Why ‘The Office’ Producers Felt James Spader Wasn’t Right for the Show: ‘He Needed to be on Something Like ‘The Blacklist’
After Steve Carell’s exit from The Office in Season 7, a huge void was left behind at Dunder Mifflin. Considering several actors to head the popular sitcom, producers finally selected film and TV star James Spader as the CEO of Sabre and new focal character.
Spader only appeared on the show for one season, where the production team came to realize they may have went with the wrong actor.
Following in Steve Carell’s footsteps
Carell created an iconic character in his portrayal of Michael Scott. When he left the show in 2011, his exit completely changed the tone of Dunder Mifflin. The entire team immediately began to strategize on who could step up to become the new boss of The Office.
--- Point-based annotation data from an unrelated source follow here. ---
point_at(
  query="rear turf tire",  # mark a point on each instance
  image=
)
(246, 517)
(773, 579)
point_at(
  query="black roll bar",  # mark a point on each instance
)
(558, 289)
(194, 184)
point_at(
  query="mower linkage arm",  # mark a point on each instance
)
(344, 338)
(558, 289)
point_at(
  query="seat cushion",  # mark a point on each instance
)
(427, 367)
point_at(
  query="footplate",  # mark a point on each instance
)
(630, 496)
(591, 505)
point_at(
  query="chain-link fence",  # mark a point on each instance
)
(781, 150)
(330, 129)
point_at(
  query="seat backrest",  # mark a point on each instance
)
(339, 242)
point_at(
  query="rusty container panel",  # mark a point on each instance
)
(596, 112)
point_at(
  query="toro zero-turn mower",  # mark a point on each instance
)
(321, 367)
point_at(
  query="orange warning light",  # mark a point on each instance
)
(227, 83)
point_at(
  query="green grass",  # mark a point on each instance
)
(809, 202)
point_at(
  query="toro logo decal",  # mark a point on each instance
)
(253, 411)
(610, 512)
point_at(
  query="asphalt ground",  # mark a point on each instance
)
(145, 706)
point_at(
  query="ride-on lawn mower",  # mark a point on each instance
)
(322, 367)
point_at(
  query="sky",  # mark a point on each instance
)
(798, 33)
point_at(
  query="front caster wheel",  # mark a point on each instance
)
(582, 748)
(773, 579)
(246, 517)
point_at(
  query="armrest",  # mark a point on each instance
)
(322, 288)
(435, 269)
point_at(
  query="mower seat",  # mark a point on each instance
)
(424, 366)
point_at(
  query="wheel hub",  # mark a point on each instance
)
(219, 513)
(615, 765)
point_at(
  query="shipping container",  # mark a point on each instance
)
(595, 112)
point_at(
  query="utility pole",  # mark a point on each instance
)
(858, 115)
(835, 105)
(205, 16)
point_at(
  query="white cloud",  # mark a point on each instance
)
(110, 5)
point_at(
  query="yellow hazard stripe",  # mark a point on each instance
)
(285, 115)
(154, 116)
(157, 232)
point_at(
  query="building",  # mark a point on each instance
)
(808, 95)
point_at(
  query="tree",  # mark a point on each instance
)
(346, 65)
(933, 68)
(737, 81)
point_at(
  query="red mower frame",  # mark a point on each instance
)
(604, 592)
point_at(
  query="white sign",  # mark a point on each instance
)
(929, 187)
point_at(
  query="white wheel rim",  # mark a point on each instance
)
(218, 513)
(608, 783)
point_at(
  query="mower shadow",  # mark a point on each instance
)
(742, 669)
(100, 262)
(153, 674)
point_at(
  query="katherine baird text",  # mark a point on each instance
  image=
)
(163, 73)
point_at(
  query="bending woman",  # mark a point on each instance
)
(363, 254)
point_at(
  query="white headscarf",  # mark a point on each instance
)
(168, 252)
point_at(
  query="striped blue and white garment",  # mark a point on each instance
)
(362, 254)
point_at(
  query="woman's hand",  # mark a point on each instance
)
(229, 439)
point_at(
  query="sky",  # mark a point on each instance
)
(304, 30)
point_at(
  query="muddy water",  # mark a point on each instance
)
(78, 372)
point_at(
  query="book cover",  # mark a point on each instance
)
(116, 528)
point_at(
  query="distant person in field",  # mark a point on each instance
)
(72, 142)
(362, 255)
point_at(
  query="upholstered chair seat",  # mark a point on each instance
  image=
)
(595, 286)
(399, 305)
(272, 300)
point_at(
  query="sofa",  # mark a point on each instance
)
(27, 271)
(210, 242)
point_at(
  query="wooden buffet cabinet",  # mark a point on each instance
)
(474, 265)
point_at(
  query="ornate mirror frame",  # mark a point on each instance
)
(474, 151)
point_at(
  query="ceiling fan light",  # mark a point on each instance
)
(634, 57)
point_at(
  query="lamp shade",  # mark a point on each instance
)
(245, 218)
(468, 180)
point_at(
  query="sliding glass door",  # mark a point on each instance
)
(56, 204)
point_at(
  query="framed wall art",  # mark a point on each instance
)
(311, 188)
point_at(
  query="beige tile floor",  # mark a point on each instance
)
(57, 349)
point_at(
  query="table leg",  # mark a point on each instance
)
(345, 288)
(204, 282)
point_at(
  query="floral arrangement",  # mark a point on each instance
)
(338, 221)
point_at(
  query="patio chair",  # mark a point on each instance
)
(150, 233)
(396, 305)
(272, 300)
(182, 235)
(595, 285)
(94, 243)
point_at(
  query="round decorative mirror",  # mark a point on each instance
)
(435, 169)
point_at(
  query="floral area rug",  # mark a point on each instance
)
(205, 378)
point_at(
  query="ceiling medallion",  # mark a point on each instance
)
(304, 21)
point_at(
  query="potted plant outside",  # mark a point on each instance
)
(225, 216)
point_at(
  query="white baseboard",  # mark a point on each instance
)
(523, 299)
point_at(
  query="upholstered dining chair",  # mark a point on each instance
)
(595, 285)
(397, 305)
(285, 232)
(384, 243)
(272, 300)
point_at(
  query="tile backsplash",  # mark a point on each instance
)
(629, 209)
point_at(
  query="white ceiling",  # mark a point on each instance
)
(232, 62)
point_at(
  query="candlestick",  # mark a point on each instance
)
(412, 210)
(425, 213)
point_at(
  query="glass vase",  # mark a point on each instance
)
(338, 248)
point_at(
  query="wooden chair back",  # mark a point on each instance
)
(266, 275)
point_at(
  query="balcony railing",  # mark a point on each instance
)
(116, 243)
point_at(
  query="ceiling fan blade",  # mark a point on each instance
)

“How are you possibly going to fill these gigantic shoes?” writer Brent Forrester recalled to Andy Greene, author of The Office: The Untold Story of the Greatest Sitcom of the 2000s. “There’s just no easy answer.”
Danny Chun, another writer on the show, remembered the change in casting as a major shift in the sitcom. “I don’t recall anybody particularly having one opinion that they held to the entire time,” he told Greene. “I feel like everybody kept changing their minds, everyone was arguing, debating, and really it just was like an exciting but scary conversation to be having.”
James Gandolfini was a strong contender, but he ended up pursuing other projects. Spader was ultimately chosen as the new Dunder Mifflin boss.
James Spader had a different technique
Portraying CEO Robert California, Spader was venturing into new territory when he joined the sitcom. While the cast had grown accustomed to improvising over their many years together, Spader was more of a classically trained actor.
“James is an unusual guy,” post-production supervisor Briton W. Erwin told Greene. “He had a very different working style than everybody else. He was much more meticulous, more actor-y. Things had to be very clear to him why he was doing things.”
While the cast members were familiar with each other’s styles of acting, they could often embody their characters without checking the script. It was different for Spader.
“They would come in in the morning and wouldn’t even look at their lines when they were in hair and makeup,” first assistant director Rusty Mahmood said of the cast. “They had their characters down so well that they just looked at the lines they could memorize fast. But James had a real hard time with it. … And he definitely had some troubles with some of the cast members later in the season.”
‘James Spader isn’t funny’
It soon became clear that Spader wasn’t necessarily gelling with the cast and was lacking the chemistry fans wanted to see. “He didn’t fit and we worked our damnedest to make it happen,” costume designer Alysia Raycraft recalled. “If anybody can make something funny, that group can.”
Editor Claire Scanlon thought Spader was better suited for thriller-type material. “He did one thing and one thing well, which is creep you out, which is what he’s kind of famous for,” she told Greene. “He needed to be on something like The Blacklist, which plays to his strengths.”
Producer Ben Silverman summed it up noting Spader may be lacking a comedic bent. “Spader is a good guy and he’s smart, but we needed brilliant comedians and James Spader isn’t funny,” he said.
The Blacklist star chalked it up to Robert California being a bit undefined. “I realized partway in that the writers couldn’t quite figure him,” Spader told Greene. “The same relationship that the other characters had with Robert California, the writers had with him as well. But I felt that worked to my advantage. … Whether it was successful in terms of the greater context of the whole show, I don’t know.”
Still, there was no bad blood either side, where cast members and producers praised Spader’s talent and professionalism even if it wasn’t ideal for The Office. As for the actor, Spader apparently enjoyed his time on the NBC sitcom.
“It was a fantastic experience for me,” Spader said. “The cast was incredibly welcoming and hospitable. … It was a pleasure to work with them all.”